An excellent answer to this question was provided here, and arose immediately with this Google search.

Numerical gradients

Derivatives of energies with respect to a nuclear coordinate can be calculated numerically by calculating two energies, then calculating the difference between them and dividing the result by the difference in the nuclear coordinate values. This means that the cost of doing a derivative calculation, is only two times the cost of doing an energy calculation, and therefore does not change the power $p$ in the $O(N^p)$ notation, in which $N$ is basically the number of electrons (see the first link that I provided for more details about what $N$ is). This procedure will be repeated many times if you have a lot of nuclear coordinates and want the gradient, and if you want to try different "finite difference" sizes and seek convergence with respect to that parameter, but this does not affect the $O(N^p)$ cost based on the way that you asked the question, with basically the number of electrons being the "size of the system". If you want the $O(N^p M^q)$ cost, in which $N$ is basically the number of electrons and $M$ is the number of nuclear coordinates, then it's a different question, which we can also answer if you post that question next.

Numerical Hessians

If you use one of the formulas for "second order" derivatives found here, then the cost becomes "three times" the original cost, rather than "two times" the original cost, so everything that I said about the power not changing for gradients, is also true for Hessians.
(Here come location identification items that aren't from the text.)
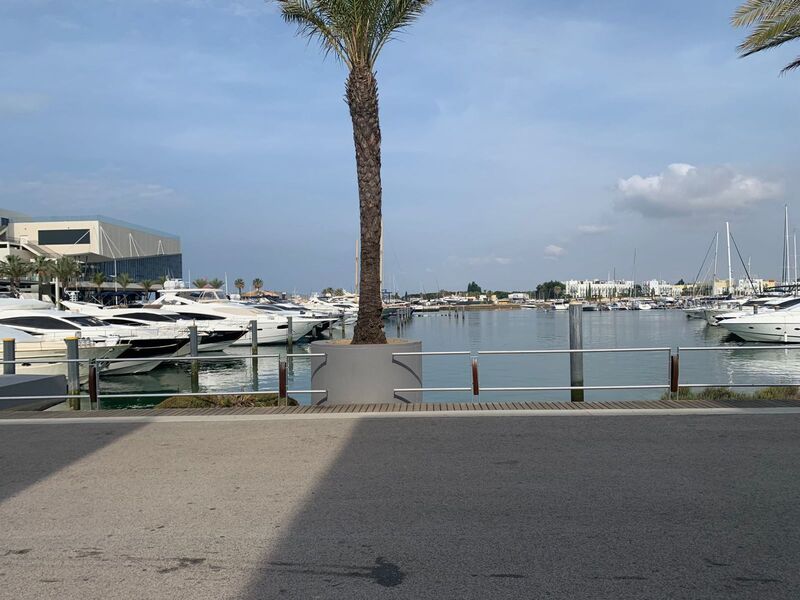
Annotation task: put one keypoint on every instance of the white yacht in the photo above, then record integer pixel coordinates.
(779, 326)
(41, 348)
(206, 304)
(143, 343)
(213, 336)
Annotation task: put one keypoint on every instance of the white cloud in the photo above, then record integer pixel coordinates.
(554, 252)
(100, 193)
(685, 190)
(15, 104)
(593, 229)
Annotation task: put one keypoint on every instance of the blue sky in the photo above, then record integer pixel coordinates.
(524, 140)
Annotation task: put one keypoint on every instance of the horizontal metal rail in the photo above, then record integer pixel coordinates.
(583, 351)
(412, 390)
(457, 353)
(576, 387)
(742, 385)
(721, 348)
(202, 394)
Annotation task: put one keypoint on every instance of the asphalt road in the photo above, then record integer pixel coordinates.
(700, 507)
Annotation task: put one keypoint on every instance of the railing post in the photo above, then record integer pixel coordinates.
(254, 352)
(93, 383)
(282, 387)
(193, 352)
(9, 354)
(73, 372)
(674, 373)
(576, 343)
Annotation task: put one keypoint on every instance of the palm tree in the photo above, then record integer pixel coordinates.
(775, 23)
(14, 269)
(42, 267)
(98, 279)
(65, 269)
(355, 33)
(124, 280)
(146, 284)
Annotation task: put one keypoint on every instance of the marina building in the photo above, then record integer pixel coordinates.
(100, 243)
(587, 289)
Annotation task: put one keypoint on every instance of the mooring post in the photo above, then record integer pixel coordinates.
(282, 386)
(476, 387)
(193, 352)
(93, 385)
(73, 372)
(674, 374)
(253, 337)
(9, 354)
(576, 343)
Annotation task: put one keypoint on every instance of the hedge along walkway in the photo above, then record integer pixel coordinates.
(630, 407)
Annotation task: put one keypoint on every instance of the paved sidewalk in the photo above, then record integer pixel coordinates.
(640, 506)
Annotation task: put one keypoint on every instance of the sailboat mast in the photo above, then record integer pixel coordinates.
(358, 262)
(716, 255)
(786, 242)
(730, 266)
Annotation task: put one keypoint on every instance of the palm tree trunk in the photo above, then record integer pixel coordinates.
(362, 98)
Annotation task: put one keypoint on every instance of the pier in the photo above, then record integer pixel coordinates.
(306, 503)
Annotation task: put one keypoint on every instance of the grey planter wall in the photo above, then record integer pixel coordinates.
(365, 374)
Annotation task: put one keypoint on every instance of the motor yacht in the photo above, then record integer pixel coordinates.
(213, 305)
(213, 336)
(775, 326)
(39, 349)
(143, 343)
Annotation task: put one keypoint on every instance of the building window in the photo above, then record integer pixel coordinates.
(56, 237)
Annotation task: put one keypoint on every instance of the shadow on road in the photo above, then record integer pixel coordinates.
(580, 507)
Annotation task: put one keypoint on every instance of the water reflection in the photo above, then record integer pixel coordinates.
(517, 330)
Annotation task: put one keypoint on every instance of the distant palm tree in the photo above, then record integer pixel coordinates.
(14, 269)
(124, 280)
(65, 270)
(776, 22)
(98, 279)
(146, 284)
(42, 267)
(355, 33)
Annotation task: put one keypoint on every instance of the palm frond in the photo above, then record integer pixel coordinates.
(753, 11)
(770, 34)
(313, 21)
(354, 30)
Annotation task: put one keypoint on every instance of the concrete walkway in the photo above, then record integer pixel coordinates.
(326, 506)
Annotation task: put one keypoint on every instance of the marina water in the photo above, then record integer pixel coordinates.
(509, 330)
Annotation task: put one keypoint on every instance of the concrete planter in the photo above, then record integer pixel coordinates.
(365, 374)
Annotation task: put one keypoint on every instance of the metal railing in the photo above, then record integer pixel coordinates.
(95, 367)
(676, 366)
(476, 387)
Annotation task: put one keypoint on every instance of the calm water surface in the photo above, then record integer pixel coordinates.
(512, 330)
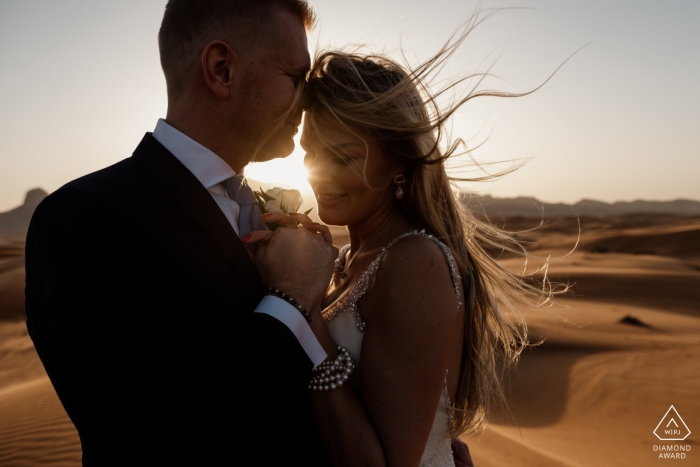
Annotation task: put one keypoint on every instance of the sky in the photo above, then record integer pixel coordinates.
(80, 83)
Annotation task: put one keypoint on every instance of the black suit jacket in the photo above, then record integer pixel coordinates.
(140, 300)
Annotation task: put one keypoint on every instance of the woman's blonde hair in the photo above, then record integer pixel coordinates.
(393, 105)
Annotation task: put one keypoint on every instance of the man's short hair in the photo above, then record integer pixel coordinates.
(188, 23)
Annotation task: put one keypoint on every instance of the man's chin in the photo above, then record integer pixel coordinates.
(274, 150)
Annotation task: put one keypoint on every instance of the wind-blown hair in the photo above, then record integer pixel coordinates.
(376, 96)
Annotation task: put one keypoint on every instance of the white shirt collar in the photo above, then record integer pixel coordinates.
(206, 166)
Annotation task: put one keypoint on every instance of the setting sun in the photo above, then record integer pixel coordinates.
(288, 173)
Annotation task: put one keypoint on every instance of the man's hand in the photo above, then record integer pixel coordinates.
(298, 261)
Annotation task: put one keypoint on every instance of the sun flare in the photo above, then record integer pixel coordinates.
(288, 173)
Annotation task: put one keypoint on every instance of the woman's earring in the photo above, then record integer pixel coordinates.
(399, 180)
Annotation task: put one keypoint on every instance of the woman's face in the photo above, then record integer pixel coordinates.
(337, 159)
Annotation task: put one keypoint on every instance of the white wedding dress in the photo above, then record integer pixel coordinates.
(346, 326)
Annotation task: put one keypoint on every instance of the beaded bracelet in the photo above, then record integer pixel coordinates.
(332, 374)
(278, 293)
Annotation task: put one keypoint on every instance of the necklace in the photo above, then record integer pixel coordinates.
(344, 273)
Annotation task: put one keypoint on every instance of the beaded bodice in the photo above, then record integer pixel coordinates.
(350, 301)
(347, 327)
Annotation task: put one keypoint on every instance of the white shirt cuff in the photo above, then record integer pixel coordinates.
(290, 317)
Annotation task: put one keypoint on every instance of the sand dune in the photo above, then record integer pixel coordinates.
(590, 395)
(35, 429)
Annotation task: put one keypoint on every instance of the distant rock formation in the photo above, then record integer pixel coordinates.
(522, 206)
(14, 223)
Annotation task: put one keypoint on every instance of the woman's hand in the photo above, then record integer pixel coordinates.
(291, 221)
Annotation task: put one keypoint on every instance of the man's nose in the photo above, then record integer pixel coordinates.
(319, 172)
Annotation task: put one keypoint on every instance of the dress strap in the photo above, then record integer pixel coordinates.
(365, 280)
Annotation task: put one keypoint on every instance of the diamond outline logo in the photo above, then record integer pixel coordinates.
(674, 422)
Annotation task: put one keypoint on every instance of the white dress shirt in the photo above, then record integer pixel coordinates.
(211, 170)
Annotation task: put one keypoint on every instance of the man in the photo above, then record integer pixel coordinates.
(144, 305)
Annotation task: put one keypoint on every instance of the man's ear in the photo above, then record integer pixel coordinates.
(219, 64)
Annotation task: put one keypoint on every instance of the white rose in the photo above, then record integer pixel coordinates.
(272, 206)
(273, 191)
(290, 199)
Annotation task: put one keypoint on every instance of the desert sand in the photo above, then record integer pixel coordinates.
(618, 352)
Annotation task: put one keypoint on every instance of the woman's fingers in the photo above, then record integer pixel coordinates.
(279, 218)
(323, 230)
(258, 236)
(302, 219)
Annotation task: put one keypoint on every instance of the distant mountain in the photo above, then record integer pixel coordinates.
(14, 223)
(522, 206)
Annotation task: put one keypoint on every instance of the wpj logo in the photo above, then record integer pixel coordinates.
(672, 427)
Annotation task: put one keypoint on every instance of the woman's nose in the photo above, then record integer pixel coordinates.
(319, 172)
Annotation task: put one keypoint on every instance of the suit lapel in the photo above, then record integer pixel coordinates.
(195, 201)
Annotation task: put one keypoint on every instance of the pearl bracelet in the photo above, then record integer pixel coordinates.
(278, 293)
(332, 374)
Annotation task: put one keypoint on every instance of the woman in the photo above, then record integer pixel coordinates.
(416, 301)
(417, 307)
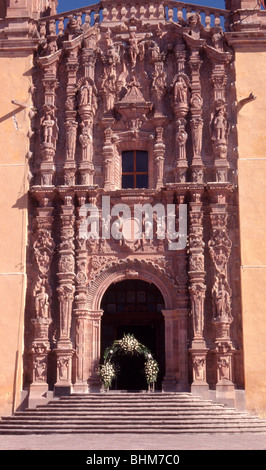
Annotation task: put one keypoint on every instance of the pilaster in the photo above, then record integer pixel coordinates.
(197, 290)
(220, 249)
(66, 275)
(43, 248)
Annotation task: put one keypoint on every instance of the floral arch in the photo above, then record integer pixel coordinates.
(128, 345)
(131, 269)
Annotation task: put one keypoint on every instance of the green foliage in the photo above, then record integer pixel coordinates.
(128, 345)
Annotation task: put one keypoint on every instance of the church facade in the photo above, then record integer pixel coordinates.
(137, 146)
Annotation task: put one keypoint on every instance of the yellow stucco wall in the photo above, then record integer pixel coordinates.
(251, 77)
(14, 145)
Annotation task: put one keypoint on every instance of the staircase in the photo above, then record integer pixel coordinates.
(131, 413)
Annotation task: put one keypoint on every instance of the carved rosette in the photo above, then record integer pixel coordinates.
(195, 45)
(181, 93)
(220, 249)
(197, 289)
(43, 249)
(159, 155)
(66, 290)
(71, 124)
(219, 125)
(48, 122)
(87, 106)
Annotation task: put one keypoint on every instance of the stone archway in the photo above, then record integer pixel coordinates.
(134, 307)
(176, 352)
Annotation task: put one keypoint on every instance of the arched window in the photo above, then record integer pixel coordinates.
(135, 169)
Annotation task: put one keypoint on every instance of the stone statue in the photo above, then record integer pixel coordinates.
(181, 91)
(85, 97)
(220, 125)
(42, 303)
(48, 125)
(133, 48)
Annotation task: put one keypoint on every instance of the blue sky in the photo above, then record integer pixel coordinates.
(65, 5)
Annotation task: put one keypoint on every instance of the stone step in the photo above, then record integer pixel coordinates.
(218, 413)
(124, 428)
(103, 413)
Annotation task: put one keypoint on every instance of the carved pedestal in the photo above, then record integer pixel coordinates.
(197, 291)
(176, 355)
(94, 337)
(220, 249)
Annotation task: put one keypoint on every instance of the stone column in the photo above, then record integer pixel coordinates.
(197, 291)
(71, 124)
(81, 311)
(43, 248)
(87, 109)
(220, 250)
(195, 44)
(108, 160)
(170, 382)
(48, 122)
(181, 106)
(219, 126)
(159, 154)
(94, 347)
(64, 351)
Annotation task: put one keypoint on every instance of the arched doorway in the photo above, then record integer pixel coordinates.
(134, 306)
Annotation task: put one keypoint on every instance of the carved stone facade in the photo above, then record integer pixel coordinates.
(154, 81)
(133, 80)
Analytic and automatic derivatives

If you want analytic derivatives, it might cost a bit more than just "two times" or "three times" the original cost, but the advantages over the above-described numerical derivatives, would be that you don't have to do the above procedure for each nuclear coordinate change, and you don't have to repeat the calculation for different "finite difference" step sizes in order to get numerical convergence. The power is unlikely to change though, and certainly the power wouldn't change if you were to use automatic derivatives.

Conclusion

If you plot the cost of the energy, gradient, and Hessian calculations with respect to the cube of the number of electrons, you will theoretically get three straight lines with different slopes, which indicates that the $O(N^p)$ cost is the same for these three types of calculations, but the pre-factors that are hidden under the $O()$ are different. Practically (not theoretically), you would have to take into account the details that were explained in the first link that I provided.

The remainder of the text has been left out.